Vice-President of the European Parliament
- In office 15 November 2017 – 18 January 2022
- President: Antonio Tajani; David Sassoli; Roberta Metsola (acting);

Personal details
- Born: 18 September 1985 (age 40) Rome, Italy
- Party: Action (2024–present)
- Other political affiliations: Five Star Movement (2013–2024)
- Education: University of Rome Tor Vergata
- Occupation: Practising lawyer

= Fabio Massimo Castaldo =

Italian politician (born 1985)

Fabio Massimo Castaldo (born 18 September 1985) is an Italian politician who has served in the European Parliament since 2014. On 15 November 2017, he was elected Vice-President of the European Parliament; in doing so, he replaced Alexander Graf Lambsdorff and became the youngest vice-president in the history of the institution. As a member of the European Parliament (MEP), he sat on the Europe of Freedom and Direct Democracy parliamentary group from 1 July 2014 to 15 October 2014, and again from 20 October 2014 and 1 July 2019, and was a non-attached member (Non-Inscrits) from 16 October 2014 to 19 October 2014.

Castaldo was re-elected in the 2019 European Parliament election in Italy. On 3 July 2019, he was re-elected vice-president of the European Parliament, running as an independent with the support of over forty MEPs belonging to various political groups, as the European delegation of the Five Star Movement (M5S) belonged to the technical grouping of the Non-Inscrits.

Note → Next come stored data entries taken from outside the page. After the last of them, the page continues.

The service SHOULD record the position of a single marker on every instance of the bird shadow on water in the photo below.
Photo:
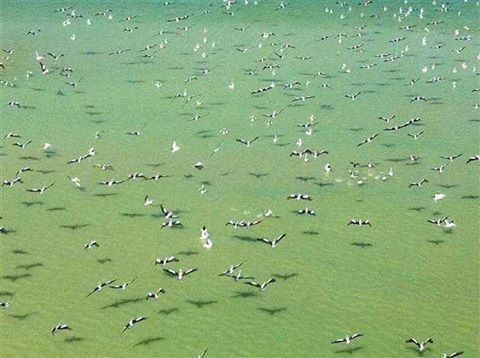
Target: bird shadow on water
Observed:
(15, 278)
(123, 302)
(30, 266)
(201, 304)
(244, 294)
(348, 350)
(362, 245)
(22, 317)
(272, 311)
(245, 238)
(285, 276)
(74, 226)
(149, 341)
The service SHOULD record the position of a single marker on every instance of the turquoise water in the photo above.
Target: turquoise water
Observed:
(402, 277)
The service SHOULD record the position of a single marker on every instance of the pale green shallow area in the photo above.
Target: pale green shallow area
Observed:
(412, 279)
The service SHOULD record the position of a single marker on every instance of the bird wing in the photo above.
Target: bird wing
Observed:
(189, 271)
(173, 272)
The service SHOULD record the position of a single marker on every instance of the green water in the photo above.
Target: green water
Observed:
(398, 279)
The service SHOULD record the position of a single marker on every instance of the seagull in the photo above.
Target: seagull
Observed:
(473, 158)
(91, 244)
(347, 339)
(420, 345)
(201, 355)
(22, 145)
(22, 170)
(155, 295)
(247, 142)
(165, 260)
(368, 140)
(123, 286)
(60, 327)
(440, 169)
(45, 70)
(359, 222)
(175, 147)
(180, 274)
(40, 190)
(299, 196)
(452, 157)
(438, 221)
(133, 321)
(260, 286)
(448, 225)
(12, 135)
(11, 183)
(231, 269)
(273, 243)
(111, 182)
(100, 286)
(354, 96)
(418, 184)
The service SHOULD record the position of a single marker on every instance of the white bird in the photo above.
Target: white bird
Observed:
(133, 321)
(438, 196)
(347, 339)
(175, 147)
(147, 201)
(420, 345)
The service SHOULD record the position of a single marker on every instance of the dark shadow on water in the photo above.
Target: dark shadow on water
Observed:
(311, 232)
(286, 276)
(57, 208)
(470, 197)
(348, 350)
(6, 294)
(188, 253)
(123, 302)
(258, 175)
(245, 294)
(22, 317)
(272, 311)
(104, 195)
(245, 238)
(321, 185)
(104, 260)
(19, 252)
(447, 186)
(201, 304)
(29, 266)
(132, 215)
(362, 245)
(149, 341)
(305, 179)
(74, 226)
(15, 278)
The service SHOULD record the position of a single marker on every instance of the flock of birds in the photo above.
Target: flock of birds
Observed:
(49, 65)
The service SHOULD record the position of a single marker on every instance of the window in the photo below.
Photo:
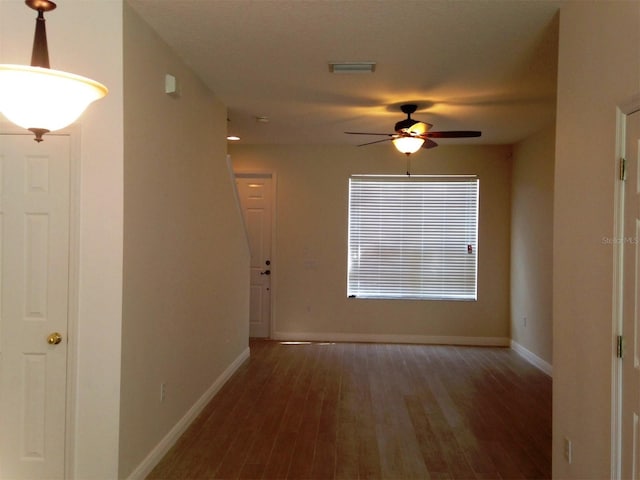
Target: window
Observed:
(413, 237)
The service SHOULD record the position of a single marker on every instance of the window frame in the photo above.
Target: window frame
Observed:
(411, 282)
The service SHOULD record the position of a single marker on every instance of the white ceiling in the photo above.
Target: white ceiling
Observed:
(486, 65)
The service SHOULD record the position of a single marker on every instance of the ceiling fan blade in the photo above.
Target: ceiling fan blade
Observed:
(365, 133)
(428, 143)
(377, 141)
(454, 134)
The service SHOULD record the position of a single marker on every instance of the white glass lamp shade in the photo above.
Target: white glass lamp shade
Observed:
(408, 144)
(44, 99)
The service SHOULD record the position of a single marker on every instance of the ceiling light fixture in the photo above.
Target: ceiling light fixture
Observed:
(408, 144)
(352, 67)
(40, 99)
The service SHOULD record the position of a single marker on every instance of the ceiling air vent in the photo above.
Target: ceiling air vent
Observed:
(352, 67)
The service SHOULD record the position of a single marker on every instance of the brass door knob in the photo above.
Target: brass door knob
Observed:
(54, 339)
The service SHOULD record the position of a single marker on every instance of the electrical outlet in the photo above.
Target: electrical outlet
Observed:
(568, 450)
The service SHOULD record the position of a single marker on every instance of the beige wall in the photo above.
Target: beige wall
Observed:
(309, 269)
(598, 70)
(532, 244)
(185, 293)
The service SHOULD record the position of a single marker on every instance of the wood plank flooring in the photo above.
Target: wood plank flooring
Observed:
(371, 411)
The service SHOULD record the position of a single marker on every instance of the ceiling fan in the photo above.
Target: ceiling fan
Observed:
(410, 135)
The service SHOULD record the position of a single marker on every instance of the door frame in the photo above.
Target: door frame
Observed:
(73, 134)
(622, 111)
(274, 214)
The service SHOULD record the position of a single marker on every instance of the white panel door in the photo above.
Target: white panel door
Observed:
(631, 305)
(34, 259)
(255, 197)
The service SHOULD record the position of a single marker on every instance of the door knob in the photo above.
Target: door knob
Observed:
(54, 339)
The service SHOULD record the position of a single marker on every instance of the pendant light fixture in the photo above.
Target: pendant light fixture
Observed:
(38, 98)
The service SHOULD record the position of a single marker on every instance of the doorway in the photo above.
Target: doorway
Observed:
(34, 264)
(256, 198)
(626, 372)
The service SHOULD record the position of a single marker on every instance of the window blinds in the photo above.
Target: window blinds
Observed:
(413, 237)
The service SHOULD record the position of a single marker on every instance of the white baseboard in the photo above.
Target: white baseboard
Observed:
(391, 338)
(532, 358)
(160, 450)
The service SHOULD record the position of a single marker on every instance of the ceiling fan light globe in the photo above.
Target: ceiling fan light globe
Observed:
(408, 145)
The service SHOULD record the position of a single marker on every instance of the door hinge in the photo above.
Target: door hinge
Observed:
(620, 346)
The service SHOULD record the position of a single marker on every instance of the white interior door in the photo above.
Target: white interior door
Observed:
(256, 199)
(631, 305)
(34, 259)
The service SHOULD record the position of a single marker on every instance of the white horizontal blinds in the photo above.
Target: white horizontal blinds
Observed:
(413, 237)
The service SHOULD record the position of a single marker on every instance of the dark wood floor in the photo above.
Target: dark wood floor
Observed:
(356, 411)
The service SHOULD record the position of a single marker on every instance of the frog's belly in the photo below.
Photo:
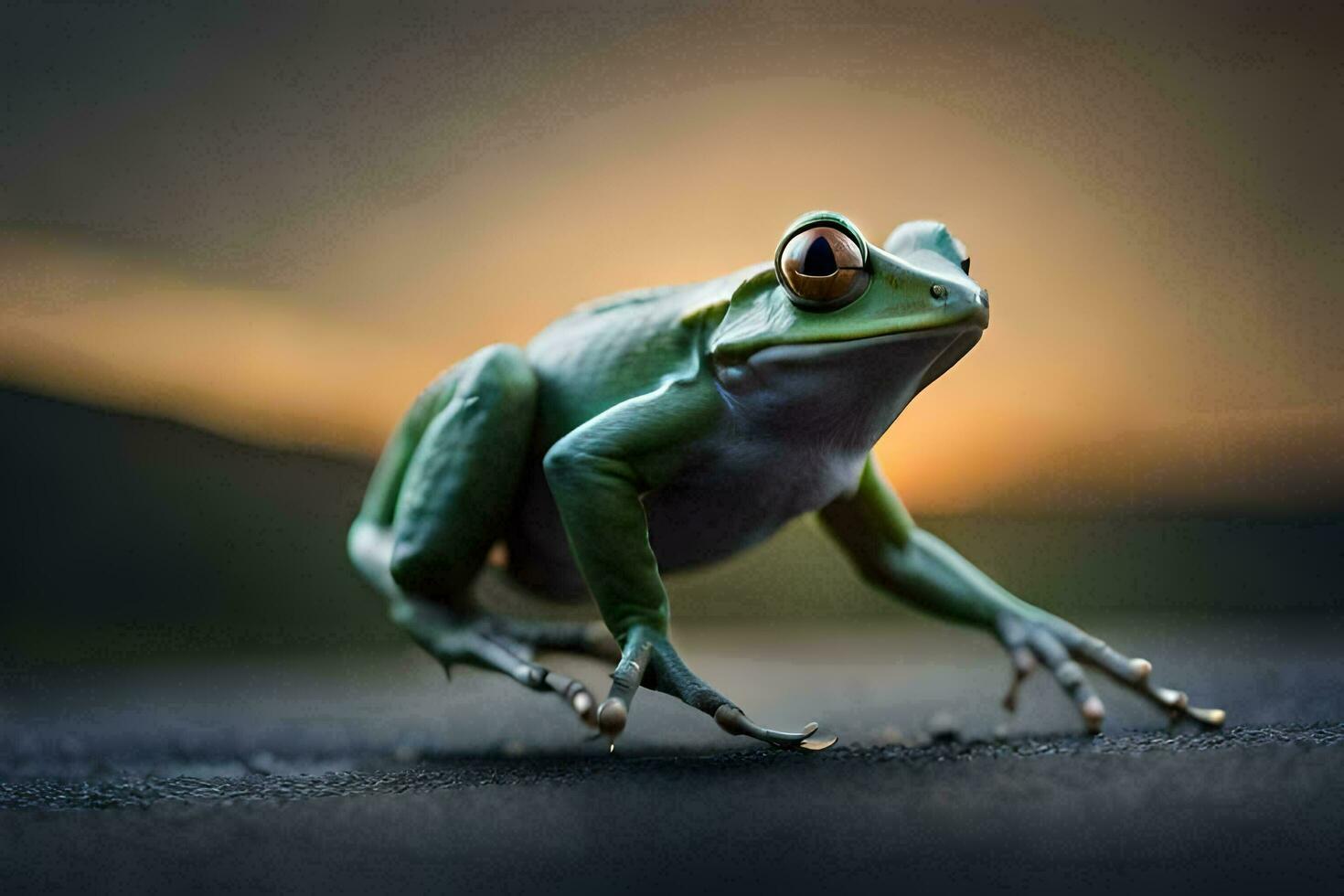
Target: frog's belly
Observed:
(731, 497)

His election represented the second success of an independent candidate following the 2009 election of Edward McMillan-Scott, who was elected with the Conservative Party and sat with European Conservatives and Reformists (ECR) but successfully stood as an independent candidate against ECR's official candidate and was expelled; although he joined the Liberal Democrats, McMillan-Scott sat as a non-attached MEP. Castaldo remains a non-attached MEP for the M5S. In July 2023, he denied rumours that he would switch to Forza Italia of the European People's Party on the grounds that M5S leader Giuseppe Conte allegedly excluded him for the list of candidates for the 2024 European Parliament election in Italy.